- Church: Roman Catholic Church
- Archdiocese: Corrientes
- See: Corrientes
- Appointed: 27 September 2007
- Installed: 15 December 2007
- Predecessor: Domingo Salvador Castagna
- Previous post(s): Bishop of Reconquista (2001-07) Secretary General of the Latin American Episcopal Council (2004-07) Second Vice-President of the Latin American Episcopal Council (2007-11) Apostolic Administrator of Orán (2017-18)

Orders
- Ordination: 2 September 1978
- Consecration: 16 December 2001 by Jorge Mario Bergoglio

Personal details
- Born: Andrés Stanovnik 15 December 1949 (age 75) Buenos Aires, Argentina
- Alma mater: Universidad del Salvador
- Motto: Hagan lo que él les diga
- Coat of arms: Andrés Stanovnik's coat of arms

= Andrés Stanovnik =

Andrés Stanovnik OFMCap (December 15, 1949) is a prelate of the Roman Catholic Church. He served as bishop of Reconquista from 2001 until 2007, when he became archbishop of Corrientes.

== Life ==
Born in Buenos Aires, Stanovnik became a member of the Order of Friars Minor Capuchin on July 16, 1978. He was ordained to the priesthood on September 2, 1978.

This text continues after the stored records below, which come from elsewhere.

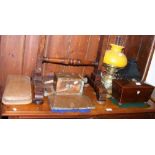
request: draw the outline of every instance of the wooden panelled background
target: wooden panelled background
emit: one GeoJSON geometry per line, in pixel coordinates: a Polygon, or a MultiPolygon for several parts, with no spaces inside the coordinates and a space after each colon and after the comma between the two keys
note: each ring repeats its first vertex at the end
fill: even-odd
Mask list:
{"type": "MultiPolygon", "coordinates": [[[[116,36],[102,36],[102,57],[110,43],[115,43],[116,36]]],[[[101,36],[99,35],[20,35],[0,36],[0,88],[3,91],[8,74],[25,74],[31,76],[36,66],[40,48],[44,56],[55,58],[78,58],[82,60],[96,60],[101,36]],[[45,42],[41,42],[46,38],[45,42]]],[[[143,75],[147,59],[150,54],[154,36],[122,36],[125,54],[128,58],[135,58],[143,75]]],[[[56,64],[44,65],[44,74],[49,72],[75,72],[91,74],[93,67],[71,67],[56,64]]]]}

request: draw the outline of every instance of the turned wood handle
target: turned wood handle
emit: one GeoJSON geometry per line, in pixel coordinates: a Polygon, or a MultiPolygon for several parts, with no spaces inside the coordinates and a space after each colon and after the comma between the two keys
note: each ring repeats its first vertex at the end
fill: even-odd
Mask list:
{"type": "Polygon", "coordinates": [[[79,59],[65,59],[65,58],[47,58],[44,57],[43,63],[56,63],[56,64],[63,64],[63,65],[76,65],[76,66],[96,66],[98,63],[93,61],[82,61],[79,59]]]}

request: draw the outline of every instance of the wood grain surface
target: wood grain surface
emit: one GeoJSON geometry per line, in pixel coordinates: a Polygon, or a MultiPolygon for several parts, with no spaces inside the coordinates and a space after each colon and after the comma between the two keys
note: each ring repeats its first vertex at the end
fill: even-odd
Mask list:
{"type": "MultiPolygon", "coordinates": [[[[135,58],[137,60],[141,76],[146,67],[153,37],[154,36],[121,36],[125,46],[124,52],[128,59],[135,58]]],[[[110,48],[110,43],[116,42],[116,38],[116,35],[0,36],[0,93],[2,94],[3,92],[6,78],[9,74],[25,74],[31,76],[40,54],[55,58],[76,58],[95,61],[97,51],[100,51],[99,68],[102,68],[104,53],[110,48]],[[103,43],[99,49],[101,37],[103,37],[103,43]]],[[[90,75],[93,69],[93,67],[82,66],[43,65],[44,74],[61,71],[90,75]]]]}

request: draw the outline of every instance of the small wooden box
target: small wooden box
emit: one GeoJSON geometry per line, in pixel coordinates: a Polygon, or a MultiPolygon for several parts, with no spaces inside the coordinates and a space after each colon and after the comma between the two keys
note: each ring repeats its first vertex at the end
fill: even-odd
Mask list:
{"type": "Polygon", "coordinates": [[[145,83],[136,83],[128,80],[113,80],[112,96],[119,103],[147,102],[154,87],[145,83]]]}
{"type": "Polygon", "coordinates": [[[82,95],[84,80],[78,74],[57,73],[54,88],[58,95],[82,95]]]}

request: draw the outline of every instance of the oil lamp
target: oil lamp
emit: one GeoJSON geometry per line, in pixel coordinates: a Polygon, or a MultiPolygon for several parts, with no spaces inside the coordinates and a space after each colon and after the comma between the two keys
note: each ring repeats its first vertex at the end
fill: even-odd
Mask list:
{"type": "Polygon", "coordinates": [[[103,66],[106,72],[102,73],[102,84],[107,89],[107,98],[112,94],[112,80],[115,79],[115,73],[127,65],[127,58],[122,53],[123,46],[111,44],[111,49],[105,52],[103,66]]]}

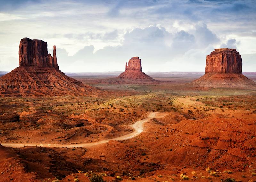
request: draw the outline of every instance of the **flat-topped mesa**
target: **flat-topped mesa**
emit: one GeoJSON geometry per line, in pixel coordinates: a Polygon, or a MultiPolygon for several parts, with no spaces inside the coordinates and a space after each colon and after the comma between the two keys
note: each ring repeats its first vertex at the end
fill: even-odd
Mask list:
{"type": "Polygon", "coordinates": [[[141,67],[141,60],[139,58],[139,57],[136,56],[132,57],[128,62],[125,64],[125,71],[133,70],[142,71],[141,67]]]}
{"type": "Polygon", "coordinates": [[[256,88],[256,83],[242,74],[242,59],[235,49],[216,49],[206,56],[205,74],[192,82],[207,88],[256,88]]]}
{"type": "Polygon", "coordinates": [[[241,74],[241,56],[235,49],[216,49],[207,55],[205,73],[241,74]]]}
{"type": "Polygon", "coordinates": [[[55,68],[59,69],[56,57],[56,47],[53,56],[48,54],[47,42],[42,40],[25,38],[20,40],[19,49],[20,66],[55,68]]]}

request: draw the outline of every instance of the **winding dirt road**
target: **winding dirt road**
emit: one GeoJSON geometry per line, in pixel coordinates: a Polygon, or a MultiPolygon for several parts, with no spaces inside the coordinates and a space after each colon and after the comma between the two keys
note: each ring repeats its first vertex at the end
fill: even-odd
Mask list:
{"type": "Polygon", "coordinates": [[[96,142],[84,143],[77,144],[57,144],[54,143],[1,143],[1,144],[5,147],[11,147],[21,148],[25,146],[32,146],[43,147],[66,147],[73,148],[73,147],[90,147],[95,145],[108,143],[111,140],[115,140],[117,141],[124,140],[134,137],[141,133],[144,130],[143,124],[146,122],[149,121],[153,118],[159,118],[166,116],[168,114],[165,113],[158,113],[150,112],[147,118],[138,121],[134,124],[129,126],[134,129],[134,131],[130,133],[124,135],[113,138],[107,139],[96,142]]]}

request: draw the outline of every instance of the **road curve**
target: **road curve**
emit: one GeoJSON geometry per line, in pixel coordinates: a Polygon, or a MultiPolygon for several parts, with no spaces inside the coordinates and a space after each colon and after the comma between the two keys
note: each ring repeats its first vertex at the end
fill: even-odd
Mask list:
{"type": "Polygon", "coordinates": [[[134,124],[129,125],[130,126],[134,129],[134,131],[130,133],[113,138],[106,139],[96,142],[84,143],[77,144],[57,144],[54,143],[1,143],[1,144],[5,147],[10,147],[14,148],[21,148],[25,146],[32,146],[43,147],[66,147],[73,148],[74,147],[90,147],[95,145],[108,143],[109,141],[115,140],[117,141],[124,140],[137,136],[144,130],[143,124],[146,122],[149,121],[153,118],[162,118],[167,114],[166,113],[158,113],[154,112],[149,112],[148,116],[144,119],[138,121],[134,124]]]}

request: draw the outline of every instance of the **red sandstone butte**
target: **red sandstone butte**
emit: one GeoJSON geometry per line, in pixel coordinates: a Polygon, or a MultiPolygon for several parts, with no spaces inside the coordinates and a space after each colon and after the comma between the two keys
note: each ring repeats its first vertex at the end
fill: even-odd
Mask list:
{"type": "Polygon", "coordinates": [[[55,46],[52,56],[47,42],[25,38],[20,41],[19,54],[20,66],[0,77],[0,96],[95,95],[99,91],[59,69],[55,46]]]}
{"type": "Polygon", "coordinates": [[[53,46],[53,56],[48,53],[47,42],[42,40],[24,38],[20,40],[19,49],[20,66],[55,68],[59,69],[56,57],[56,47],[53,46]]]}
{"type": "Polygon", "coordinates": [[[139,57],[132,57],[125,64],[125,71],[121,73],[118,79],[146,82],[159,82],[142,72],[141,60],[139,57]]]}
{"type": "Polygon", "coordinates": [[[99,82],[108,83],[157,83],[159,81],[155,80],[142,72],[141,60],[138,56],[132,57],[125,64],[125,71],[118,77],[101,80],[99,82]]]}
{"type": "Polygon", "coordinates": [[[256,87],[256,83],[242,74],[241,56],[235,49],[216,49],[206,56],[205,74],[192,82],[208,87],[256,87]]]}

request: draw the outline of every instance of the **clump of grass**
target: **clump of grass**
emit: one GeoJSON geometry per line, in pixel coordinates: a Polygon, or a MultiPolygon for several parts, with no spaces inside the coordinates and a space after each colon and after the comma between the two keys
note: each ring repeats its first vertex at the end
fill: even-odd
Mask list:
{"type": "Polygon", "coordinates": [[[182,174],[180,176],[181,177],[181,180],[189,180],[189,178],[187,176],[186,176],[183,174],[182,174]]]}
{"type": "Polygon", "coordinates": [[[210,175],[211,176],[219,176],[218,173],[215,172],[215,171],[211,171],[210,172],[210,175]]]}
{"type": "Polygon", "coordinates": [[[223,172],[228,174],[232,174],[232,171],[230,170],[225,170],[223,171],[223,172]]]}
{"type": "Polygon", "coordinates": [[[92,177],[89,179],[91,182],[106,182],[103,179],[102,176],[95,173],[92,173],[92,177]]]}
{"type": "Polygon", "coordinates": [[[206,168],[206,171],[207,172],[209,172],[210,171],[212,171],[212,170],[213,170],[213,169],[212,168],[210,168],[210,167],[208,167],[207,168],[206,168]]]}
{"type": "Polygon", "coordinates": [[[196,171],[192,171],[192,172],[191,172],[191,174],[194,174],[194,175],[196,175],[196,171]]]}
{"type": "Polygon", "coordinates": [[[234,178],[228,178],[225,179],[223,181],[224,181],[224,182],[234,182],[236,181],[236,180],[234,178]]]}

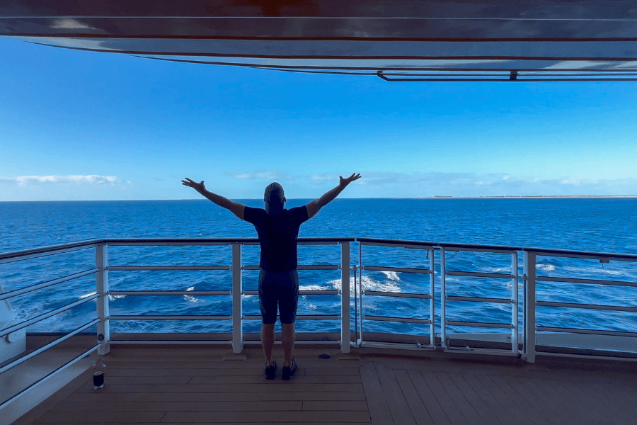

On October 30, 2001, he was appointed bishop of Reconquista. Stanovnik received his episcopal consecration on the following December 16 from Jorge Mario Bergoglio, archbishop of Buenos Aires, the future Pope Francis, with bishop of Posadas, Juan Rubén Martinez, bishop emeritus of San Luis, Juan Rodolfo Laise, nuncio for Argentina, archbishop Santos Abril y Castelló, and bishop of Venado Tuerto, Gustavo Arturo Help, serving as co-consecrators.

On September 27, 2007, he was appointed archbishop of Corrientes.